Die künstlerische Vermittlung dieser Menschenrechtsverletzung, die sich Gruppen wie Huellas de la Memoria zum Auftrag gemacht haben, die somit einen Raum schaffen gegen das Vergessen und für ein inklusives Gedenken, ist daher von ungeheurer Bedeutung. Angesichts staatlicher Ignoranz und Unwahrheit sind es diese Begegnungsorte, die dem Kampf gegen gewaltsames Verschwindenlassen zu Öffentlichkeit und Anerkennung verhelfen können.

  • 1. Internationales Abkommen zum Schutz aller Personen vor dem Verschwindenlassen, in Kraft seit 2010

Annika Hirsekorn arbeitet als freie Kuratorin.
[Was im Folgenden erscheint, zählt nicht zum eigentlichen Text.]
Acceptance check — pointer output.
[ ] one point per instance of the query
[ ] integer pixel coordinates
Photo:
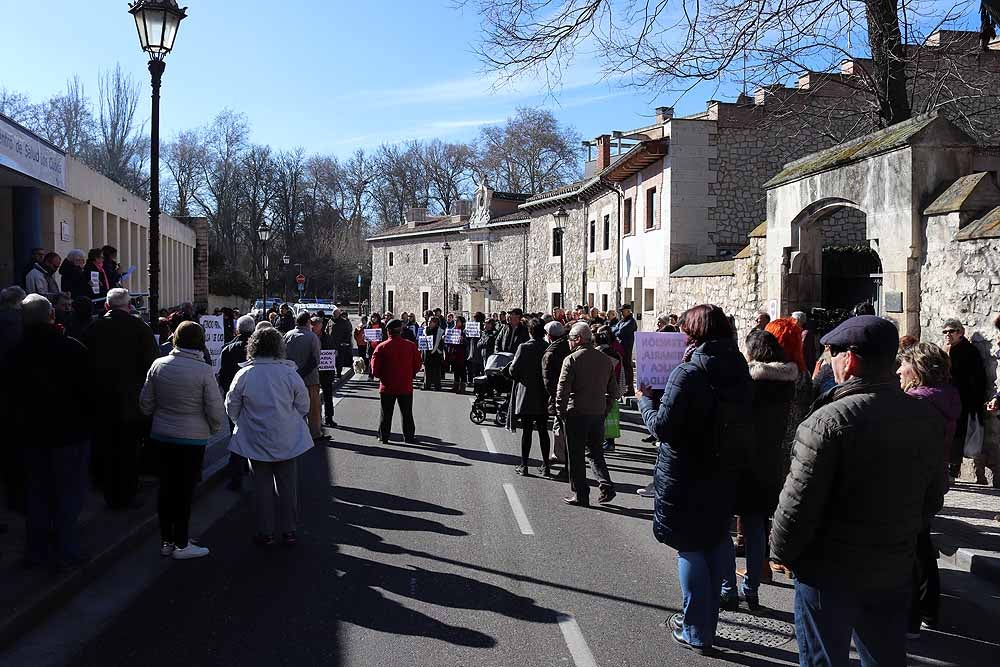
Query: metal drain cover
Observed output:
(758, 630)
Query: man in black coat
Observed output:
(513, 333)
(968, 374)
(52, 380)
(121, 349)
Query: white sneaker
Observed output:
(190, 551)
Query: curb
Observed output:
(61, 589)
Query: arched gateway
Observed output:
(857, 207)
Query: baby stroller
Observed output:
(492, 390)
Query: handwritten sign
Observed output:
(327, 360)
(656, 354)
(215, 338)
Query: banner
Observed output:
(215, 338)
(656, 354)
(327, 360)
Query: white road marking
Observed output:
(488, 440)
(575, 642)
(515, 506)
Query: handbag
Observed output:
(973, 438)
(612, 423)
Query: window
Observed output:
(652, 206)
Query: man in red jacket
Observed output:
(396, 362)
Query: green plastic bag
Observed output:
(612, 423)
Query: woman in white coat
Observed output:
(268, 402)
(182, 395)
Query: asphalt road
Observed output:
(437, 554)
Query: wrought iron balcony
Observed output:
(469, 273)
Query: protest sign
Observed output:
(327, 360)
(215, 338)
(656, 354)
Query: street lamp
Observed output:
(157, 22)
(561, 217)
(264, 234)
(446, 250)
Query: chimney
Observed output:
(663, 114)
(603, 151)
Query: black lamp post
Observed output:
(446, 250)
(264, 234)
(561, 217)
(157, 22)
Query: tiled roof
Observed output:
(439, 224)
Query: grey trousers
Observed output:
(275, 483)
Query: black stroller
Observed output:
(492, 390)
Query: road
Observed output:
(438, 554)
Gemeinsam mit dem Kollektiv Huellas de la Memoria, dem Netzwerk www.gewaltsames-verschwindenlassen.de und amnesty international führte sie die Ausstellung „Huellas de la Memoria – gewaltsames Verschwindenlassen in Mexiko und weltweit“ in der Galerie neurotitan in Berlin durch.